Colombian footballer and coach (born 1969)

Arturo Ernesto Reyes Montero (born 8 April 1969) is a Colombian football coach and former footballer who played as a defender. He is the current head coach of Colombian club Deportivo Pereira.

As a footballer he began and finished his career at Atlético Bucaramanga starting in 1992 and finishing playing in 2005. He also played in Colombian domestic football for Academia F.C., Atlético Huila, and Unión Magdalena. As a football coach he had spells at Barranquilla F.C., Atlético Bucaramanga, Patriotas Boyacá, and Atlético Junior, before being appointed to the Colombia youth set up. In July 2018 he led the Colombian team to the gold medal at the 2018 Central American and Caribbean Games beating Venezuela national under-20 football team 2–1 in the final.

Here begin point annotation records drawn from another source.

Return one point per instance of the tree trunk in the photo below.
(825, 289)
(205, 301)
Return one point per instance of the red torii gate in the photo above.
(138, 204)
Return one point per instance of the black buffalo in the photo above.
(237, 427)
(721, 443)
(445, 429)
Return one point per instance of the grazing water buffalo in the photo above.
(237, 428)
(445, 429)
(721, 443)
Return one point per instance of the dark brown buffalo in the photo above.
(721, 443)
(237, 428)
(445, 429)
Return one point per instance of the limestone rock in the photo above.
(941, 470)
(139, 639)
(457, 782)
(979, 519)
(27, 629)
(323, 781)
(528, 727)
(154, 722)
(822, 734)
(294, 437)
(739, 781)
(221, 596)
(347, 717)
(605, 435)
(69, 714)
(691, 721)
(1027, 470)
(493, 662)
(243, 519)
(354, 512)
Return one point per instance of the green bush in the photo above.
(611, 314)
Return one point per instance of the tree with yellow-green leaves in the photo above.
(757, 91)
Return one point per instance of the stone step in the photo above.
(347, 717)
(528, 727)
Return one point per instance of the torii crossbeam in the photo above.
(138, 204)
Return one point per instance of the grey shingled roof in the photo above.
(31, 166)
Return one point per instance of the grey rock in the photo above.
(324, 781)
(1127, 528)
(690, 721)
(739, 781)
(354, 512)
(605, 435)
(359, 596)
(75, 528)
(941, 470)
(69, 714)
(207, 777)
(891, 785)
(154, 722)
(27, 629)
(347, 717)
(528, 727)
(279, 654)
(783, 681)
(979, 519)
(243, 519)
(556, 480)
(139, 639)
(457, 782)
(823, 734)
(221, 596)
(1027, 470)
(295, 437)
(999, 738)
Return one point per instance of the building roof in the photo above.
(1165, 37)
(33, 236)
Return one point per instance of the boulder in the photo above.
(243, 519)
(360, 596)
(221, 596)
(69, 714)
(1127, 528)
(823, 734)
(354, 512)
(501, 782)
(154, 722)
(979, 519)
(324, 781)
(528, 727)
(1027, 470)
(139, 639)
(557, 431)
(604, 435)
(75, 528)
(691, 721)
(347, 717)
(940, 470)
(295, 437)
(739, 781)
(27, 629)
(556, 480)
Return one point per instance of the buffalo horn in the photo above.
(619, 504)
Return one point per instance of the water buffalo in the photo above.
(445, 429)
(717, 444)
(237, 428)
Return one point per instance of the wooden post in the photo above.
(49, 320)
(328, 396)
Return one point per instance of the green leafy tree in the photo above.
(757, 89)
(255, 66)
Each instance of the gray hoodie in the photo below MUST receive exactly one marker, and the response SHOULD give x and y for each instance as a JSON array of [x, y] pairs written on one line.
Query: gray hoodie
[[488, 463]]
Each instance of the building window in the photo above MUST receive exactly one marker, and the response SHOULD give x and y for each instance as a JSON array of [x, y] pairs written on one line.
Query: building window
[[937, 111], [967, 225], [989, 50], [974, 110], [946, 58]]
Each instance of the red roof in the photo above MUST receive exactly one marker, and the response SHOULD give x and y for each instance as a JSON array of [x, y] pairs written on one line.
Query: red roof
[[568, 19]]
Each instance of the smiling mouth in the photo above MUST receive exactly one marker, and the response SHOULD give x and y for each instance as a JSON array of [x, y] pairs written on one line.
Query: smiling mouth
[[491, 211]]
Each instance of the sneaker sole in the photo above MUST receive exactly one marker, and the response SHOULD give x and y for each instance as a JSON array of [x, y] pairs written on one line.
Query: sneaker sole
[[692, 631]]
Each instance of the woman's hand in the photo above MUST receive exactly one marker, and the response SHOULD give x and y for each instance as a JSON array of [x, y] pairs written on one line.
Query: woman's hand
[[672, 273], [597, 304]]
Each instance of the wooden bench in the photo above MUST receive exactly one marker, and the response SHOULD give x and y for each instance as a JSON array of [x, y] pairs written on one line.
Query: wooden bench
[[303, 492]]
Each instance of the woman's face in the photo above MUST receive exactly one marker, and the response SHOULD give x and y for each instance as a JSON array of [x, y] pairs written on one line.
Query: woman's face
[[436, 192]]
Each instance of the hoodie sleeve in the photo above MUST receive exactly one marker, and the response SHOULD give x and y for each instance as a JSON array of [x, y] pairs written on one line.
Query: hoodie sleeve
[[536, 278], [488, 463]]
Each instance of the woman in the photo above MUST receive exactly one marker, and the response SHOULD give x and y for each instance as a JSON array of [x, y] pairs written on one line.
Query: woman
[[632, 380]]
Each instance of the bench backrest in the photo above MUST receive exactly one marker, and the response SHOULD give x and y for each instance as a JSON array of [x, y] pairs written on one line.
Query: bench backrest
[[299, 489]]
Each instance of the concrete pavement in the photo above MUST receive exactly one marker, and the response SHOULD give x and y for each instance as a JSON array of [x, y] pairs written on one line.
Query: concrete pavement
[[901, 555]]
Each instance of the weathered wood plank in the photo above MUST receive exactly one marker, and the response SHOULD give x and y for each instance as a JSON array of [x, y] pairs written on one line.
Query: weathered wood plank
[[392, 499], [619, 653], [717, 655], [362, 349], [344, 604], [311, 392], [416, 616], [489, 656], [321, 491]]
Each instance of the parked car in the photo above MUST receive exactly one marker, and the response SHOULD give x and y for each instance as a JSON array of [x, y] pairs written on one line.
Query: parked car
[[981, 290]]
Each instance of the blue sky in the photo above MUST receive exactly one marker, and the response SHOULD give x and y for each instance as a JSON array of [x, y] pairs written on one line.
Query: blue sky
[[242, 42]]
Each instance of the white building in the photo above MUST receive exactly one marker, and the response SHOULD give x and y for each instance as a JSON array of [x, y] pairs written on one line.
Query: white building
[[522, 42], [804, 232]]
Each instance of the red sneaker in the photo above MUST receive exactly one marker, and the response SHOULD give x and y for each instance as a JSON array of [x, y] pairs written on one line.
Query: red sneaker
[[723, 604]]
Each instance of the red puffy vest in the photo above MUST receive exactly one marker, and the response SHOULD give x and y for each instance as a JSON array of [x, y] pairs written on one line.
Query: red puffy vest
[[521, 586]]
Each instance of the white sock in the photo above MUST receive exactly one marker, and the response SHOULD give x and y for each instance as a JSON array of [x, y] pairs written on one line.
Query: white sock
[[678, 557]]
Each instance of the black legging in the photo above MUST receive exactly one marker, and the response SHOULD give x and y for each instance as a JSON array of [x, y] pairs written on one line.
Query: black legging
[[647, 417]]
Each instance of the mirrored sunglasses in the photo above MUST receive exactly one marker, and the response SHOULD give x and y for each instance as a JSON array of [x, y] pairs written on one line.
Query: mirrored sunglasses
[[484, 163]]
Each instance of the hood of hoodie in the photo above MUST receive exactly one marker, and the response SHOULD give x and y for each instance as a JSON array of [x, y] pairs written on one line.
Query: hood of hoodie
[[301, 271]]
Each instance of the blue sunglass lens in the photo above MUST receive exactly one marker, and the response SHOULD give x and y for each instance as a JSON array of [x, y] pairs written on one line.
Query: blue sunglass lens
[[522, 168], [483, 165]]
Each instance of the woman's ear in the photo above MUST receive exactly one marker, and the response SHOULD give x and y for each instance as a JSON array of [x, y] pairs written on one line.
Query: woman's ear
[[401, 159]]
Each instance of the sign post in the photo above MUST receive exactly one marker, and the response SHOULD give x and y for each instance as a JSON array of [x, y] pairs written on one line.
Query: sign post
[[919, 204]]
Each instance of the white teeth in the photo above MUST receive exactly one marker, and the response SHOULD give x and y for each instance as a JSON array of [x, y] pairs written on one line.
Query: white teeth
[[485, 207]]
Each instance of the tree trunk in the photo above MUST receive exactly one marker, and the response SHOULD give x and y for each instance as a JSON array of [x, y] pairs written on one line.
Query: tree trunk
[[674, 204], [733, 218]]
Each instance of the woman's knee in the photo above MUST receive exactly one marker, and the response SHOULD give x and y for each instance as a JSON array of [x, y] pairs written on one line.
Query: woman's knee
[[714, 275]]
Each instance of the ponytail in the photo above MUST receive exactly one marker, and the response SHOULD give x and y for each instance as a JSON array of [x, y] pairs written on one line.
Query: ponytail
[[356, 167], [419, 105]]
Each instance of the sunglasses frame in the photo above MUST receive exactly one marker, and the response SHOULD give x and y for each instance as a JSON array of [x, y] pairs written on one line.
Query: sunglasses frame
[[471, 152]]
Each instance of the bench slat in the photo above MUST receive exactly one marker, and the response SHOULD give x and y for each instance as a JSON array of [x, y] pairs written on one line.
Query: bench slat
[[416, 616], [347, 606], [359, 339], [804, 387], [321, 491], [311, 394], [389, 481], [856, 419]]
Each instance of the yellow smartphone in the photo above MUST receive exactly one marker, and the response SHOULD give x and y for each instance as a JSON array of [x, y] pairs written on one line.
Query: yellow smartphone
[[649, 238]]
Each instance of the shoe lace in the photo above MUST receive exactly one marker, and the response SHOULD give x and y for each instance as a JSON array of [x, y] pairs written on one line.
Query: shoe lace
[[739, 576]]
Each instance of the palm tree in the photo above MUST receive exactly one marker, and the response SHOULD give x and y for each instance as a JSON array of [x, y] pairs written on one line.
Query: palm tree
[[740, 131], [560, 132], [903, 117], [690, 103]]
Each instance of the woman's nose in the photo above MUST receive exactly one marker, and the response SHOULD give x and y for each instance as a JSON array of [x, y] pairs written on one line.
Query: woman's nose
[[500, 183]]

With the departure of José Pékerman following the 2018 FIFA World Cup Reyes was announced as interim manager for the September 2018 friendly matches against Argentina national football team and the Venezuela national football team. He continued as first team coach for the October friendlies against the United States and Costa Rica.